Brasil llegó a engullir en algunos momentos más del 60% de la inversión española en América Latina, transformándose durante el período 1993-2000 y 2009-2011 en el destino principal en dicha región. De hecho, el presidente Temer resaltó ese dato durante la visita de Rajoy a Brasilia hace un año, y destacó que España es el segundo inversor más importante en Brasil, inmediatamente después de Estados Unidos. Temer, y con él los principales candidatos a la Presidencia de Brasil, son perfectamente conscientes de esa situación, y cada vez que tienen ocasión reclaman una mayor presencia de las empresas españolas en el gigante latinoamericano.

Un problema, no menor, es que en los últimos tiempos, con la recesión brasileña de la época de Dilma, muchas de nuestras compañías abandonaron Brasil, en parte por la recesión, es cierto, pero también en buena medida por las dificultades que pone el país a la entrada en su territorio de empresas extranjeras, bien sean españolas o de cualquier otro lugar.

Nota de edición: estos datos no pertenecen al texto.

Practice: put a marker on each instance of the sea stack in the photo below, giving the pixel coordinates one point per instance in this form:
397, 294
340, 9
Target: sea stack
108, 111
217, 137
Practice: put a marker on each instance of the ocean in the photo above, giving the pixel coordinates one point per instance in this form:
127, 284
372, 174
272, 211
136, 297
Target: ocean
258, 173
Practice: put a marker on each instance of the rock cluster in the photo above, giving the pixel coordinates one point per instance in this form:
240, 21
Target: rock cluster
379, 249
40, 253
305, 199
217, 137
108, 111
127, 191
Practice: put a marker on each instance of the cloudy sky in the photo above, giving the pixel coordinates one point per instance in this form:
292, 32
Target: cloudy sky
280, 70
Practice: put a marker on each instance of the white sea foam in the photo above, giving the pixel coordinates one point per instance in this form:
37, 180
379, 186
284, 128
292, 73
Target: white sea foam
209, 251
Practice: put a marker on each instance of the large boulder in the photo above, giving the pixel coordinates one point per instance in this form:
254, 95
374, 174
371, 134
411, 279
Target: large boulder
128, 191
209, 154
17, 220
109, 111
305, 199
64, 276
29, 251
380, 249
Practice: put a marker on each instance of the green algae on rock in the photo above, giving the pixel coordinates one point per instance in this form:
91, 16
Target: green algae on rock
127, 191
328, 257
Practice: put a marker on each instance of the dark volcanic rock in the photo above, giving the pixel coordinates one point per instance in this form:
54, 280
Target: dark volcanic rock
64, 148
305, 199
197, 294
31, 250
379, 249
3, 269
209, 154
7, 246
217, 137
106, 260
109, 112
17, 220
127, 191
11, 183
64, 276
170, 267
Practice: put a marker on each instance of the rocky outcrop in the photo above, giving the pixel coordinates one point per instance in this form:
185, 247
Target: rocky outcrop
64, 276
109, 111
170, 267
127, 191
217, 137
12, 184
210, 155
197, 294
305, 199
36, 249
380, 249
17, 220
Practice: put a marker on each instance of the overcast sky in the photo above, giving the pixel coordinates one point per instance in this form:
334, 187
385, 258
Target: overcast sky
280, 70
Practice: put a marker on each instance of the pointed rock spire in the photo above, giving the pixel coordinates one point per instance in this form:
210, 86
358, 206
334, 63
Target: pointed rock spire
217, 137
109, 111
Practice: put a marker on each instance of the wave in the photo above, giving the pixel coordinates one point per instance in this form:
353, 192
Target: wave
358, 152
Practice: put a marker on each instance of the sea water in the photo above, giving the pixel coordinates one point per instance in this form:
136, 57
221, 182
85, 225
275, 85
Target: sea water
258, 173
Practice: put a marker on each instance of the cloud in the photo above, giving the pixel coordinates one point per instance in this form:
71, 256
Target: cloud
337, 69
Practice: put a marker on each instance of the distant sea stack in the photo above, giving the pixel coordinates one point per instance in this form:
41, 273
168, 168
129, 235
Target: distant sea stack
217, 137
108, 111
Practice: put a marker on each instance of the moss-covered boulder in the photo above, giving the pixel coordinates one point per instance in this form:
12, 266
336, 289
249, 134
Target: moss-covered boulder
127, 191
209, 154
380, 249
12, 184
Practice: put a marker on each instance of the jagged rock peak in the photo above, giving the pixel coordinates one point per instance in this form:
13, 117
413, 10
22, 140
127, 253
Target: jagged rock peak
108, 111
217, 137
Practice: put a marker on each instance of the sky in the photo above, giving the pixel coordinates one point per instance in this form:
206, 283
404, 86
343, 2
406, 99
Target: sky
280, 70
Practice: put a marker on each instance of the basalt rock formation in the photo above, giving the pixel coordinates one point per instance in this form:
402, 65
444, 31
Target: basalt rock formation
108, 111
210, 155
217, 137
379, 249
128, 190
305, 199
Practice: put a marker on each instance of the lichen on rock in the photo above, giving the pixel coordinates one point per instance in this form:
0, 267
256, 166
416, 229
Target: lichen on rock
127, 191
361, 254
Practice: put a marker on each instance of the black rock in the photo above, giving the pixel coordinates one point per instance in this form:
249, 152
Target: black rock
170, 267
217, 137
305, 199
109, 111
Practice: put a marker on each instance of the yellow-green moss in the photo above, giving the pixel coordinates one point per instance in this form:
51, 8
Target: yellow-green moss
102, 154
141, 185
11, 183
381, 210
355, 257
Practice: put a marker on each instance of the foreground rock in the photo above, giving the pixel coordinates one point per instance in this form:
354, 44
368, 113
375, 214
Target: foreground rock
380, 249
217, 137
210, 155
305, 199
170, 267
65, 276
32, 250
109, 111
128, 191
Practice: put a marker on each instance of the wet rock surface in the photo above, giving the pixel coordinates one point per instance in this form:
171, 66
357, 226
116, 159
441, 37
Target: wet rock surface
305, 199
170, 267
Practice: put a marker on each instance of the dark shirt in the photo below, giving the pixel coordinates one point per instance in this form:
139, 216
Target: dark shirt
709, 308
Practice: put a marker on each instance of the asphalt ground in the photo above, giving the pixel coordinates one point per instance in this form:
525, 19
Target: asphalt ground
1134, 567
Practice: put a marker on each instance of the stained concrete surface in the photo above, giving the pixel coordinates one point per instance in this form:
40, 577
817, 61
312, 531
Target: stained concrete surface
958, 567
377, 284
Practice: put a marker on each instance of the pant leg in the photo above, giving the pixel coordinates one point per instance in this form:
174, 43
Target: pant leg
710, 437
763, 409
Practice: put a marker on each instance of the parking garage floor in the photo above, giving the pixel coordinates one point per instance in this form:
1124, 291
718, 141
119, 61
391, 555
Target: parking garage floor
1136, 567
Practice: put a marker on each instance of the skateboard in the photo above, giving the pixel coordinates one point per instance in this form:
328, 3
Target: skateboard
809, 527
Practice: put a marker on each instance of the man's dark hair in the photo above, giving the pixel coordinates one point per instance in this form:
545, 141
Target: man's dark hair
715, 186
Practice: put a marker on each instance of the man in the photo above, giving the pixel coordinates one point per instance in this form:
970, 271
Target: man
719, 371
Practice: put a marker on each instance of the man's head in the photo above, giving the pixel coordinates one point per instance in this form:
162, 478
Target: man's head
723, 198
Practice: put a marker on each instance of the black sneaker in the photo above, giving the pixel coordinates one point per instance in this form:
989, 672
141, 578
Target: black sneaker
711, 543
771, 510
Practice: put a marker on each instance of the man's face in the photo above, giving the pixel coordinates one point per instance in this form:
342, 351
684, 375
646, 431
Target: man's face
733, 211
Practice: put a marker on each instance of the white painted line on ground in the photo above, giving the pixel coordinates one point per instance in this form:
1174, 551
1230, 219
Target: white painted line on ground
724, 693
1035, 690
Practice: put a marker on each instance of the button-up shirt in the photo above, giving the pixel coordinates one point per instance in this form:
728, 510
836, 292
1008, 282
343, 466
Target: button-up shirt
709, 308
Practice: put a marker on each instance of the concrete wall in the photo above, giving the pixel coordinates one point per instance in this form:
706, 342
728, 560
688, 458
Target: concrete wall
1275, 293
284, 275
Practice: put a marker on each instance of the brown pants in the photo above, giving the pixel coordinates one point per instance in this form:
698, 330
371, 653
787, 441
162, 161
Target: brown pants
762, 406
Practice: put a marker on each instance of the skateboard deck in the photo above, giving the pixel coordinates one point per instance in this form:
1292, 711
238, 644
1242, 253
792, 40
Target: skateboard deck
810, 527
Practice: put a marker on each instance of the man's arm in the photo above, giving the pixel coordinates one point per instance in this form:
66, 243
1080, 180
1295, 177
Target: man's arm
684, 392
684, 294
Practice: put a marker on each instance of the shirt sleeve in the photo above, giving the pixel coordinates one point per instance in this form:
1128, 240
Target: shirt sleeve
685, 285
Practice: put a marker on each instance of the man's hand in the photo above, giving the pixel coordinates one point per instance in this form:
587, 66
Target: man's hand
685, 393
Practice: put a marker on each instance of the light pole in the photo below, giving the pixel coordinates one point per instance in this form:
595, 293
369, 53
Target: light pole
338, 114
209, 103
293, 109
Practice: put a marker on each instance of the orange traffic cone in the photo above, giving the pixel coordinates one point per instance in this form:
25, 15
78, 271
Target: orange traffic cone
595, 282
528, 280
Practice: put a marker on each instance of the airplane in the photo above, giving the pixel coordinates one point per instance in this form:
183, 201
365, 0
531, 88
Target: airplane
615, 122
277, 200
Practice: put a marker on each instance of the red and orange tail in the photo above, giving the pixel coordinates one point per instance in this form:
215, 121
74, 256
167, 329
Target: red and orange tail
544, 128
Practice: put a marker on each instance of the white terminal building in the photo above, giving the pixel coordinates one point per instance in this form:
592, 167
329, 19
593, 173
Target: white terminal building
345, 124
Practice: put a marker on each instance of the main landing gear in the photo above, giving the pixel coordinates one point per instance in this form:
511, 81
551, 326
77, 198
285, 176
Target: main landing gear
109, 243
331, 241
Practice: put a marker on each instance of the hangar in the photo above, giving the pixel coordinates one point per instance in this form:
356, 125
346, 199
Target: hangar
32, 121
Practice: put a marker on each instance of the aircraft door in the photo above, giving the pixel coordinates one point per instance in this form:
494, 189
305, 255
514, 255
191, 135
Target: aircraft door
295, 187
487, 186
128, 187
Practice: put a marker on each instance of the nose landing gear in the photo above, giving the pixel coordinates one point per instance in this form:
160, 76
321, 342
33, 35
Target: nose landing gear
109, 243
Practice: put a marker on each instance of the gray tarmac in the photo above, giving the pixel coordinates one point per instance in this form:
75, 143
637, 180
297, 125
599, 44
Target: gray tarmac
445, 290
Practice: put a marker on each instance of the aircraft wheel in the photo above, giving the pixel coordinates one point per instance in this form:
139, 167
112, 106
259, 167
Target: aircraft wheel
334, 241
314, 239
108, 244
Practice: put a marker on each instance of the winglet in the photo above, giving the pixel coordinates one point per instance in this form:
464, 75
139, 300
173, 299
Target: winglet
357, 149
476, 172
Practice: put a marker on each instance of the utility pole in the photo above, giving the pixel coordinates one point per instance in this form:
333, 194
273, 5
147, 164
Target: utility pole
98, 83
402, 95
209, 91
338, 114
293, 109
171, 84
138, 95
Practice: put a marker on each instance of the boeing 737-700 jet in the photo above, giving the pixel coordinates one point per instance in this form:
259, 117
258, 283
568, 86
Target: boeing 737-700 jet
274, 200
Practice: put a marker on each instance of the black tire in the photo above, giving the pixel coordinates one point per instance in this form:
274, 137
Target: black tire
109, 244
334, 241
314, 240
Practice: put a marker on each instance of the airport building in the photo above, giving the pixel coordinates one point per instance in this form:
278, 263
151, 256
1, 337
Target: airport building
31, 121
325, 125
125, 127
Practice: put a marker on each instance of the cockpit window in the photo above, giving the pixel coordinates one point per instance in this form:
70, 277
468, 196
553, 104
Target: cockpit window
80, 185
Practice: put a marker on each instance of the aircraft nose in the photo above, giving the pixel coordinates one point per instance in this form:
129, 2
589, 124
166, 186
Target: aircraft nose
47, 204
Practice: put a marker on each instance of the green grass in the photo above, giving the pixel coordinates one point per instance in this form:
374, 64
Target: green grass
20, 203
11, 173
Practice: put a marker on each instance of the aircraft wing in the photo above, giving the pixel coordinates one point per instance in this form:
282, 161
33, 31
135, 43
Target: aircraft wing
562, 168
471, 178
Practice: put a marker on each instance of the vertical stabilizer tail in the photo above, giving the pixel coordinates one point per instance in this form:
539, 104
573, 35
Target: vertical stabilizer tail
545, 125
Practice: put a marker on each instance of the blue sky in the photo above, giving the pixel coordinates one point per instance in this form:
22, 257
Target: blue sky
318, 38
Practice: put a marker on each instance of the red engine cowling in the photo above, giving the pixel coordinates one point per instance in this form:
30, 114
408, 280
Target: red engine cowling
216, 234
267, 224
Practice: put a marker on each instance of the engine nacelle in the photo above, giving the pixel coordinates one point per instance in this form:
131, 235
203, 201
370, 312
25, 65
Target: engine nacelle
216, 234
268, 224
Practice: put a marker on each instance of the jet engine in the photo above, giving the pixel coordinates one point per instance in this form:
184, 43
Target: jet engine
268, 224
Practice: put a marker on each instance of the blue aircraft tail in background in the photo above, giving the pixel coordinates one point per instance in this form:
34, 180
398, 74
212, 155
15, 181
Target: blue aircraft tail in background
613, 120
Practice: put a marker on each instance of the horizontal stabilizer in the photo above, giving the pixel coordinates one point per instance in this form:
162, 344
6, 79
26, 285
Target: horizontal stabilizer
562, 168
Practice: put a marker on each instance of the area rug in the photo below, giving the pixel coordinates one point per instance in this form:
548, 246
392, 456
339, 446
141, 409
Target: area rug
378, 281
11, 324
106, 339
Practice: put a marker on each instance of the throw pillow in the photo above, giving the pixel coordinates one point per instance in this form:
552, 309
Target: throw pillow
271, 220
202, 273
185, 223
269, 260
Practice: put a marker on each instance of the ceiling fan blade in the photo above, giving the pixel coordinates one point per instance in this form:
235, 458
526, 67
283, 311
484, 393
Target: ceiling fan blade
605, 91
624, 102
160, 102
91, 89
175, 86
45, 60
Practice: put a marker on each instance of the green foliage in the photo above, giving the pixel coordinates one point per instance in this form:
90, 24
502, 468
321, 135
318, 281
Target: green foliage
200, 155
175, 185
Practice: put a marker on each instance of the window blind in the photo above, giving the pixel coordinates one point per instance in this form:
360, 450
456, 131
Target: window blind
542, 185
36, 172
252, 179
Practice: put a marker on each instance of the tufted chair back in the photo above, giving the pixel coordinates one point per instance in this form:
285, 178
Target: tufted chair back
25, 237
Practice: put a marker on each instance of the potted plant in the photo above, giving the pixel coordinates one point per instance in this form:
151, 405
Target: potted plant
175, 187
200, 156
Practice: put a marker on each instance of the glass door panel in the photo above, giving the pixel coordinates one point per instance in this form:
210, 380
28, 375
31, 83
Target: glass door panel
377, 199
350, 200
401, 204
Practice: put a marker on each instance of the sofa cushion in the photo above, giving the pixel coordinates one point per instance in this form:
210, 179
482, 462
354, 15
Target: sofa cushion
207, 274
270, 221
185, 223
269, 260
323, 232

Brasil es enormemente proteccionista, algo que se observa claramente, por ejemplo, cuando entra uno en un centro comercial, de esos que en Sao Paulo denominan «shopings». Probablemente sea el lugar del mundo donde menos globalización se ve en el comercio, y donde más marcas nativas hay, la inmensa mayoría desconocidas para un europeo o español. Algo imposible ver en otros países de Latinoamérica, como Perú, Chile o Colombia. De eso saben mucho nuestras empresas, y si no, que se lo pregunten a Inditex.